Test: Spec Ops: The Line

Sechs Monate sind vergangen, seit Dubai von einem riesigen Sandsturm verwüstet wurde. Von den 1,2 Millionen Bewohnern der Stadt harren nur noch wenige in den verschütteten Ruinen aus und kämpfen um Wasser und Nahrung. Von den von Colonel John Konrad angeführten US-Truppen, die bei der Evakuierung helfen sollten, fehlt jede Spur. Eine kleine US-Spezialeinheit um Captain Martin Walker soll nach Überlebenden suchen und diese aus den versandeten Schluchten retten. Doch in der surrealen Stadt am persischen Golf liegen nicht nur Wolkenkratzer und Golfplätze begraben. Auch der Begriff der Menschlichkeit ist in der Wüste verloren gegangen.
Einen Moment lang schmerzhaft
So pathetisch ich das Setting und das Story-Konzept von Spec Ops: The Line in der Einleitung auch beschrieben haben mag: In diesem Spiel wird nichts beschönigt. Das ist auch gleich die größte Stärke des vom Berliner Entwicklerstudio Yager produzierte Third-Person-Shooters. Als großes Vorbild wird dabei von Story Developer Walt Williams DER Antikriegsfilm überhaupt „Apokalypse Now“ von Francis Ford Coppola genannt.

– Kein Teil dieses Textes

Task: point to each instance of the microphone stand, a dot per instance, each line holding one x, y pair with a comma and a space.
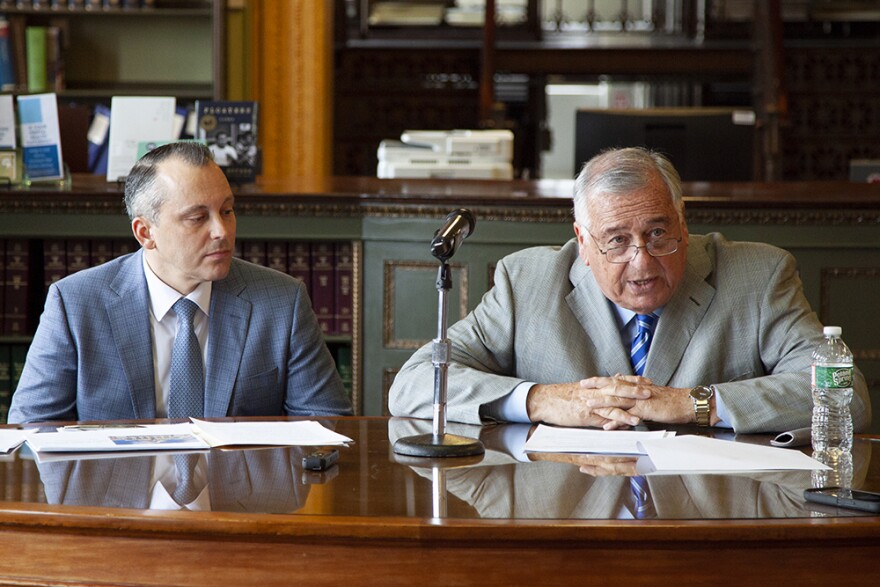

Im Spiel wie im Film tritt eine kleine US-Spezialeinheit gegen eine übermächtige, von einem desertierten, und augenscheinlich wahnsinnig gewordenen, amerikanischen Offizier kommandierte Armee an. Beide Geschichten wollen dabei nicht die militärischen und politischen Aspekte des Krieges hinterfragen, sondern versuchen in die Psyche der Beteiligten abzutauchen. Es geht um die Frage, was der erbarmungslose Überlebenskampf in einer abgeschiedenen Hölle, von einem Wesen, das sich „Mensch“ nennt, übrig lässt. Gibt es so etwas, wie die „richtige“ Entscheidung überhaupt noch?

Die Art und Weise, wie diese Fragen beantwortet werden, haben den Film zu Recht zu einem der größten Film-Klassiker aller Zeiten gemacht. Spec Ops: The Line ist in dieser Hinsicht äußerst ambitioniert, aber lässt leider zu viel auf der Strecke, nimmt sich nicht genug Zeit, um die gleiche Wucht, wie sein großes Vorbild zu entwickeln.

Die Schlüsselmomente des Spiels sollen eigentlich jene sein, in denen dem Spieler die Wahl gelassen wird: Wen lasse ich am Leben? Wen richte ich eigenhändig? Doch diese Momente sind viel zu selten, viel zu schnell vorbei, als dass sie mich wirklich mein Handeln hinterfragen und mit den Folgen alleine vor dem Fernseher zurück lassen. Beispiel: Zwei Gefangene baumeln an Seilen gefesselt vor mir. Ich soll entscheiden – töte ich den Wasserdieb, oder den Soldaten, der zur Strafe die gesamte Familie des armen Mannes ausgelöscht hat? Vielleicht liegt es ja an mir, aber DAS soll eine schwierige Entscheidung sein? Natürlich hab ich den Soldaten abgeknallt. Arschloch.

Man mag sich darüber streiten, dass die getroffenen Entscheidungen keinen Einfluss auf den weiteren Spielverlauf haben, mich hat es nicht gestört. Dafür ist der finale Story-Twist zu gut inszeniert. Denn dieser ist es auch, der den einzig wirklich tragischen und Kopfschmerzen verursachenden Moment des Spiels als zentrales Element rekapituliert. Ich will hierzu nicht zu viel verraten. Ich sage nur: weißer Phosphor. Wer kurz googelt, wird schnell herausfinden, was das für ein Teufelszeug ist und wie gnadenlos es in vielen Kriegen und Konflikten auch gegen Zivilisten eingesetzt wird. Bezeichnend ist, dass dem Spieler in genau dieser Situation keine Wahl gelassen wird. Vielleicht ist es auch gerade die wortwörtliche Wahllosigkeit, die die sinnlose Grausamkeit und zermürbende Auswegslosigkeit des Krieges für einen kurzen, schmerzhaften Moment spürbar macht.